セニョーラがのぞきこんでいた『ポソレのレシピ集』には、ポソレの語源についても書かれていました。
ポソレはもともと、pozolli(ポソリ)といいます。
これは先住民の言葉nahuatl(ナワトル)語で、『あく(スペイン語ではespuma・エスプーマ)』を意味するそうです。
ポソレに必ず使われるとうもろこしcacahuacintle(カカウアシントル、これもナワトル語)はゆでると、花のように開きあくを出すことからこの名前がつけられました。
(ナワトル語とは、アステカの人達を中心にメキシコ中央高原で話されていた言葉です。今でもメキシコには、ナワトル語を話す人々がいます。)

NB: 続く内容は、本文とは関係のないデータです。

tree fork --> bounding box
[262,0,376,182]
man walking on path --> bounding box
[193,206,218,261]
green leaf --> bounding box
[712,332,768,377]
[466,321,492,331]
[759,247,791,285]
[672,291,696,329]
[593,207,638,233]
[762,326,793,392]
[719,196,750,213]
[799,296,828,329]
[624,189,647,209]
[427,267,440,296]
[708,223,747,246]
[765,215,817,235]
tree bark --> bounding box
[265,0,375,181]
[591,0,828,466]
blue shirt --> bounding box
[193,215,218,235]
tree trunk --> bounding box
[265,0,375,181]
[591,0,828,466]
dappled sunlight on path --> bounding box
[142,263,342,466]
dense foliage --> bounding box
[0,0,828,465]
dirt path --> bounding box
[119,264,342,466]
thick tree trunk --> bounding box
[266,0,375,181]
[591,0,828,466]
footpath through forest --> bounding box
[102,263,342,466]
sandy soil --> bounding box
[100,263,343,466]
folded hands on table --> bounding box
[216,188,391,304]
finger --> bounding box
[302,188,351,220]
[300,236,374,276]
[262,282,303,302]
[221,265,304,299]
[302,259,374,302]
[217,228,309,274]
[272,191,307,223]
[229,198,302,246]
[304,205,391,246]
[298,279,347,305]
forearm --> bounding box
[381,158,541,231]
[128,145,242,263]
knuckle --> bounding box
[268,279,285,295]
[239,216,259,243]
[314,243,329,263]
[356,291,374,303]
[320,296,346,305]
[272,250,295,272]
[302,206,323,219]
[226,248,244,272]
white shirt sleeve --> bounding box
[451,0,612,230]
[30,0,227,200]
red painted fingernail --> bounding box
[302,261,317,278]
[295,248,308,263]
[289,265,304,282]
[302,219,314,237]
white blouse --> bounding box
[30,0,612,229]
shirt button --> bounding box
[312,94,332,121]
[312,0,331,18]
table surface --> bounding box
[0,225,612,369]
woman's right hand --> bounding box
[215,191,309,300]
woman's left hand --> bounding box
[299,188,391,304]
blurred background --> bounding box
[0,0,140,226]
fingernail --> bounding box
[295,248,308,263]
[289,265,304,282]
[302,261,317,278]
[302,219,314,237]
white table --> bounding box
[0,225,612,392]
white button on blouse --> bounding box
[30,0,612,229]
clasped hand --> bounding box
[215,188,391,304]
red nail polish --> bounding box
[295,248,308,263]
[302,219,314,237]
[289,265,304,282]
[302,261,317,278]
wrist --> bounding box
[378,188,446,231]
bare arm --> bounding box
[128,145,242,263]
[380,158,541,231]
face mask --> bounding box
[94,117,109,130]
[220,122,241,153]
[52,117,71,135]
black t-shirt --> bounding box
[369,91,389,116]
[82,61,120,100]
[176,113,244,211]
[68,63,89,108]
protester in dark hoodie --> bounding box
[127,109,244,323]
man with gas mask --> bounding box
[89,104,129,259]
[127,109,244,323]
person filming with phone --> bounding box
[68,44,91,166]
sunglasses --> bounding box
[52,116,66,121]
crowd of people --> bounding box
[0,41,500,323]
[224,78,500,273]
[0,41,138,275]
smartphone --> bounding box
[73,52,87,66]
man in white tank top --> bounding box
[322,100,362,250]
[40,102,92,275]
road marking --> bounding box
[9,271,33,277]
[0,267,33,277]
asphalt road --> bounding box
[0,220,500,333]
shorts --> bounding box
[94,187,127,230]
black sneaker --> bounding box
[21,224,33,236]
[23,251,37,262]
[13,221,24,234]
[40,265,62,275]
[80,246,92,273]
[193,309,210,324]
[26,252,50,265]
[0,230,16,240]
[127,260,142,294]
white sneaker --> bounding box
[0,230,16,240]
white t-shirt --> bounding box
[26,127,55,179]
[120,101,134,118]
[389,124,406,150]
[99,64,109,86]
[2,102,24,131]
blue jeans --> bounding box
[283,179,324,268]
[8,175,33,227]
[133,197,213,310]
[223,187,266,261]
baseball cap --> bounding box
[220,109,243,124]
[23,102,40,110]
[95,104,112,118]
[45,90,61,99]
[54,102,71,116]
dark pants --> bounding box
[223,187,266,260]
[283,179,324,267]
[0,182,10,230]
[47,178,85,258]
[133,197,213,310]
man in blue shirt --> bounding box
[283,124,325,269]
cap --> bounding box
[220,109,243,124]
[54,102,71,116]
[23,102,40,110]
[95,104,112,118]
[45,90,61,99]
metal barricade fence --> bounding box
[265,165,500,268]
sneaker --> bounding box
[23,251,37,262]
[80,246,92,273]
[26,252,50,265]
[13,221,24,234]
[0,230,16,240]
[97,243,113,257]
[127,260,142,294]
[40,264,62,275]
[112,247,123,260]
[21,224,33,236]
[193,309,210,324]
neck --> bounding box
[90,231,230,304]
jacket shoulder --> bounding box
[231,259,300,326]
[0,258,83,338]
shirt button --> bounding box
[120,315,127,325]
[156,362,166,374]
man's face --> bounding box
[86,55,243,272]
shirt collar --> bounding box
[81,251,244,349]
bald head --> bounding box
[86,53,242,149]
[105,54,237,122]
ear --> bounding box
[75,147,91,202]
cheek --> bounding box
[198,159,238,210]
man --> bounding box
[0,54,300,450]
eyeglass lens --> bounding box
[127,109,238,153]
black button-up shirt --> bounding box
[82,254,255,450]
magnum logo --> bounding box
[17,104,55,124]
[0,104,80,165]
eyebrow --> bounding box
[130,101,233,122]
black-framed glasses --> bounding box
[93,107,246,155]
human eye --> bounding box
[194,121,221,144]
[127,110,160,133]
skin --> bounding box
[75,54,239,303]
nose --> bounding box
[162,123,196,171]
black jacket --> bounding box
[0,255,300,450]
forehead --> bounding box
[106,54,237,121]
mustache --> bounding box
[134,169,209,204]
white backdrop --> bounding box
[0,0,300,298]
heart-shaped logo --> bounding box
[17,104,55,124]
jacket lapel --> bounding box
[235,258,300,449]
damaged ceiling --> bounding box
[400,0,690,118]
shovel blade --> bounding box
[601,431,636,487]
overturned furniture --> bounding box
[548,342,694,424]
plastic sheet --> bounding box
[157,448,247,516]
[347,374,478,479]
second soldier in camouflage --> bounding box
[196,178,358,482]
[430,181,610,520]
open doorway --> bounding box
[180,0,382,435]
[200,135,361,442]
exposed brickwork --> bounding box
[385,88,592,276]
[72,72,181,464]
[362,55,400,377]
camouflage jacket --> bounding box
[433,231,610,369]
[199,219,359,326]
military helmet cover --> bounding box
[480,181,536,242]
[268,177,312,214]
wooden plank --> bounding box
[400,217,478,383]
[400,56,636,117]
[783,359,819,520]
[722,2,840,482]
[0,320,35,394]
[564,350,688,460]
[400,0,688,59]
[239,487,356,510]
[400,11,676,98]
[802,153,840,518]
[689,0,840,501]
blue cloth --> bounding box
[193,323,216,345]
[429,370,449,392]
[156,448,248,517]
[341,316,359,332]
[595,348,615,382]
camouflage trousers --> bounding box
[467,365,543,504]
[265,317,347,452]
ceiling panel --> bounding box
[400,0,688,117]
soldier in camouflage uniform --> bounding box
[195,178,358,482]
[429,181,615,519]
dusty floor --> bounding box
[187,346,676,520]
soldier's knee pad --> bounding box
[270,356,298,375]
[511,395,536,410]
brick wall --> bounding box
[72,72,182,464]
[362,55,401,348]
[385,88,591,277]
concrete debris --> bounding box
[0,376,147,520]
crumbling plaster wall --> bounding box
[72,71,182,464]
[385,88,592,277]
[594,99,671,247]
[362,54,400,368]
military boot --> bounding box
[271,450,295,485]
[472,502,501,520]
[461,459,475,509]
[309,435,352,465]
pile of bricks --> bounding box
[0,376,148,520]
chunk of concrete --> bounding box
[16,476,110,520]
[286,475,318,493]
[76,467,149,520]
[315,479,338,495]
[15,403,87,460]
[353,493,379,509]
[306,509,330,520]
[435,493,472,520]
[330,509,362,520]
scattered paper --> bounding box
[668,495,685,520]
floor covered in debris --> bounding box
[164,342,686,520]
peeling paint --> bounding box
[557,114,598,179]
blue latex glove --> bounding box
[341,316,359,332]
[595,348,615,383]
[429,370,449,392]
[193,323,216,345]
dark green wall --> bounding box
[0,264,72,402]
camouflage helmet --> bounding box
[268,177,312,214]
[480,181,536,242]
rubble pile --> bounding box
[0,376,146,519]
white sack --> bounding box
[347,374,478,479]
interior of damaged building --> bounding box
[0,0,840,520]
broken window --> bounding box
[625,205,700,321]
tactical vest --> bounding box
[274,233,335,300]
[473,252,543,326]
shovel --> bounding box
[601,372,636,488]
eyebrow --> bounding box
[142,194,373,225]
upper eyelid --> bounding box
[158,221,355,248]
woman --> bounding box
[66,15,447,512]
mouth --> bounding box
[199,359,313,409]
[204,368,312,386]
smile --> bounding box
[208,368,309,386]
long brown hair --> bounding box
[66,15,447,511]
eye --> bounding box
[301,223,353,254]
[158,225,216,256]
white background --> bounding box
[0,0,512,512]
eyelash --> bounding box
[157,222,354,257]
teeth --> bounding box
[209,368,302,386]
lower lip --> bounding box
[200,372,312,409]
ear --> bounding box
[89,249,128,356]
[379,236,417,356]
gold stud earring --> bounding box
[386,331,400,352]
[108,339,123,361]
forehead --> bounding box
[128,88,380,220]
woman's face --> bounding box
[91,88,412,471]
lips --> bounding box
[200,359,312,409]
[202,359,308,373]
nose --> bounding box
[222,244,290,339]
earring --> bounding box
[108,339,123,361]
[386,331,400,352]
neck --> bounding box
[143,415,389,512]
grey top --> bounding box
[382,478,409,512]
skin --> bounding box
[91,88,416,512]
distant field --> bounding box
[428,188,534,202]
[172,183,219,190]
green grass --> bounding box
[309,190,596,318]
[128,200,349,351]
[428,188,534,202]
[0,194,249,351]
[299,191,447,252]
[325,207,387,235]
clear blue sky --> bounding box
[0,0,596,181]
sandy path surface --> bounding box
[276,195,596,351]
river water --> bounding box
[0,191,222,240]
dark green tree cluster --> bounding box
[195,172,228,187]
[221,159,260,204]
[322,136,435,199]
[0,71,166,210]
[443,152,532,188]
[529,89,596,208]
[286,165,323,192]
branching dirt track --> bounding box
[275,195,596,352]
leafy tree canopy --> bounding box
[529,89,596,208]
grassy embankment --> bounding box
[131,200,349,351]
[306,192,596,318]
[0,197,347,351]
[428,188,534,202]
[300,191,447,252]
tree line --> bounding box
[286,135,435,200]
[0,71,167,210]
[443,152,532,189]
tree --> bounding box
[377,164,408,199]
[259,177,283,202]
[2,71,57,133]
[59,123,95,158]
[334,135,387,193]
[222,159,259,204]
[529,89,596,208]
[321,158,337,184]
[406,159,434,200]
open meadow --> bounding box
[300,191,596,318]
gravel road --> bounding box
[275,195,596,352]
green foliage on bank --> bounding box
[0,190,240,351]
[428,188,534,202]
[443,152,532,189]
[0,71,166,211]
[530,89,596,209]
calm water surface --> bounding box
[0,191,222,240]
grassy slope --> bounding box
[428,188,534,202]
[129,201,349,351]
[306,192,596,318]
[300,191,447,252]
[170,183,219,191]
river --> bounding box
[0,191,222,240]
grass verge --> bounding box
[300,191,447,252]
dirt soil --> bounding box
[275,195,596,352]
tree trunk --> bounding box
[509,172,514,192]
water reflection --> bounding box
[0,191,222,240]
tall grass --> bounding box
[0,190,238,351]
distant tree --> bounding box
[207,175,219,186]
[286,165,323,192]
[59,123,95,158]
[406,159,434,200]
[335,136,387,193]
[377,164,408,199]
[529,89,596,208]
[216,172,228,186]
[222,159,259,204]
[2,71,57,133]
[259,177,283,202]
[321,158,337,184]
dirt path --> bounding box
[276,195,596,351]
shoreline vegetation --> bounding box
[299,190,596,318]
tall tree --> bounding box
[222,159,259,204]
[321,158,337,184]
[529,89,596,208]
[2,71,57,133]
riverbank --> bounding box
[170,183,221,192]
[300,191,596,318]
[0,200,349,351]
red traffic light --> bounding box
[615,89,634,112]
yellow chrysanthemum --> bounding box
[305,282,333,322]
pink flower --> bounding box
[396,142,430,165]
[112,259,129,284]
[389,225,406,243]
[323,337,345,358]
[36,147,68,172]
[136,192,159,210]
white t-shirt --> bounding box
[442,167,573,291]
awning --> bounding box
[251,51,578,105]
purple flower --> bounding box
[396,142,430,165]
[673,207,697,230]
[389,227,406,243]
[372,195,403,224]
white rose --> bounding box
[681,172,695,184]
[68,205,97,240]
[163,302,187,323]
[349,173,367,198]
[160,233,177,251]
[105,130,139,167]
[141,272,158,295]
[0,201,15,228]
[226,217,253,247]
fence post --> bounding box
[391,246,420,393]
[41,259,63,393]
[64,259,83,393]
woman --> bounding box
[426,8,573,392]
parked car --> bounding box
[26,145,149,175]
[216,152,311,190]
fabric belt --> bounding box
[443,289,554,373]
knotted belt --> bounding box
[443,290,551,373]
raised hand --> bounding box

ポソレのもともとの意味が『あく』であると知って、どうしてそんな『不味い』ものの名前をつけたんだろうと疑問に思ってセニョーラに聞くと、「海の、波間に漂う白い泡もespumaと呼ぶのよ。espumaを悪いものという習慣はメキシコにはないの。」と答えました。
日本では、料理する時に出たあくは『味を損なう悪いもの』としてとってしまいますが、メキシコにはそういう習慣はないようです。
コトコトと煮込まれているポソレの表面には、赤い色の泡が漂っていました。
それは、とてもおいしそうでした。

食べてみてもおいしかったですよ!
見た目ほどコッテリしていなくて、とうがらしがはいっているけどそんなに辛くありません。
お昼だけでなく、夕食としても食べられます。
また、二日酔いの時に食べるのも良いそうです。
日本でも作ってみたいのですが、あの大きなとうもろこしを手に入れるのは難しいでしょう。
やっぱり、その土地でしか食べられないもの、というのがいいですね。
ポソレを食べたくなった人、メキシコへ遊びに来てください。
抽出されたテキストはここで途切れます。